Ottinger acknowledges that global warming, or climate change, has a public relations problem. But there’s more to it than that, he says.

“We’re a very present-oriented society and we don’t act on long-term consequences well enough.”

That’s reflected in the 30 percent in Leiserowitz’s data who are concerned but, like Scarlett O’Hara, will think about it tomorrow. Besides, they have more immediate concerns – the economy, immigration reform, gay marriage, North Korean nut-job nuke threats, what Kim Kardashian should do about her weight gain, etc.

Then, too, Ottinger adds, “it’s such a huge problem” – global warming, not Kim’s weight – “that people say, What can I do?”

Right, I mean, if scientists say it’s inevitable, what’s the point?

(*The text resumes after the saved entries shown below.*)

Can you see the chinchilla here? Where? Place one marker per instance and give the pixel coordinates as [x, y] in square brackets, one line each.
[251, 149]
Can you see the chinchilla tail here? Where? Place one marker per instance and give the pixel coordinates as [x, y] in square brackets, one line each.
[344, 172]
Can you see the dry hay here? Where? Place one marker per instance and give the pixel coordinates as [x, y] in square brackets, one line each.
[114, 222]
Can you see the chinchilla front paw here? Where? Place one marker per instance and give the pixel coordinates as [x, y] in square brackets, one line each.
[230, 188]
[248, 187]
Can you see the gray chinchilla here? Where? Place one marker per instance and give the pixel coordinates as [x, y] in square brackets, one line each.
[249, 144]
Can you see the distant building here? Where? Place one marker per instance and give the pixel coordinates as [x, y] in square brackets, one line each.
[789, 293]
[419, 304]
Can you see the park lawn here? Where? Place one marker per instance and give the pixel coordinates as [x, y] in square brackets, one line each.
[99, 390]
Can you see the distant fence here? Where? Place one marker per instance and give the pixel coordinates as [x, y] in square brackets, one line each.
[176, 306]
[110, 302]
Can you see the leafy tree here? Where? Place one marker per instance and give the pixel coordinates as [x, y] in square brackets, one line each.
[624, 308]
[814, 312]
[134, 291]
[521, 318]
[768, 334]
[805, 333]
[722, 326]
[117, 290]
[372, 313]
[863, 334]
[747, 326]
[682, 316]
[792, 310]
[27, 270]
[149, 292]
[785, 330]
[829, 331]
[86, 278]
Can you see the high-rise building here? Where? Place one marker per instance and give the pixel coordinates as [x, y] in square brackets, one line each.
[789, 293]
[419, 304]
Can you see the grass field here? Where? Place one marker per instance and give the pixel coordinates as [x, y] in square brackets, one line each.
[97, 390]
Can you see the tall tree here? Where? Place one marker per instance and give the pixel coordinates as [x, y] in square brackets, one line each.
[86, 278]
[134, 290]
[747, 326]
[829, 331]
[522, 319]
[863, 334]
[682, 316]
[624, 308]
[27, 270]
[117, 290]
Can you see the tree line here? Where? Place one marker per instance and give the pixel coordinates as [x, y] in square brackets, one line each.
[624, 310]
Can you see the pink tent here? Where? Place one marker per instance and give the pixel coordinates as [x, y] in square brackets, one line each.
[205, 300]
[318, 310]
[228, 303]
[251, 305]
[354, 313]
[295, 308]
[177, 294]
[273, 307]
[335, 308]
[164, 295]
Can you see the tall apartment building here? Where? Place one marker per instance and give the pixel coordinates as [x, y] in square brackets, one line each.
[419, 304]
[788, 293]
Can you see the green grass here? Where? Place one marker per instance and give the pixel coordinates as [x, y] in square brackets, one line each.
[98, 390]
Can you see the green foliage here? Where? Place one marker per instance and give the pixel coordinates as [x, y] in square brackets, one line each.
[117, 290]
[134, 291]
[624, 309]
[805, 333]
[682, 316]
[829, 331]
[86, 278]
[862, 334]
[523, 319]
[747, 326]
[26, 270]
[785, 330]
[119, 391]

Except that it’s not too late to stop compounding the problem. On the Moyers’ program, Leiserowitz talks about the acid rain problem, which was solved by a cap-and-trade system in which the amount of sulfur dioxide emitted from smokestacks was capped over time, with efficient companies selling their emission rights to companies that needed more time to meet the standard.

But it’s not just a case of Congress or corporations acting. Ottinger says individuals can drive more fuel-efficient cars, insulate their houses and invest in renewable energies like wind and solar. He himself is using geothermal energy with an upfront cost of $30,000 that will pay off in 10 years.

Yet in a fragile economy, the last thing people might want to hear is the cost of a problem that appears abstract, amorphous, faraway or even nonexistent. A recent proposal by the Obama administration to reduce sulfur emissions in gasoline was met by a range of possible price increases (1 to 9 cents a gallon) and an equal array of public opinions – although according to Leiserowitz, two-thirds of Americans believe that environmental protection either has no ill effect on the economy or actually helps it.

So if this is not about money, then what? Maybe it’s about the need for a grassroots movement that would swell to Washington, D.C., like the civil rights’ and women’s movements, Leiserowitz suggests. Maybe it’s about women – the social fabric of our world, as Anna Quindlen once described them – banding together, the way they’ve done to change the culture on breast cancer and drunk driving. Or maybe it’s a case of an idea whose time has come.

There’s change in the air, and we’re not talking just climate change. This past winter, President Barack Obama discussed the environment in his inaugural address and State of the Union speech. Recently elected Pope Francis – who took the name of ecology’s saint – has stressed the importance of nurturing nature from day one.

If not now, when? If not us, who? Otherwise, with those polar ice caps dripping, instead of “blah, blah, blah,” we may be saying, “blub, blub, blub.”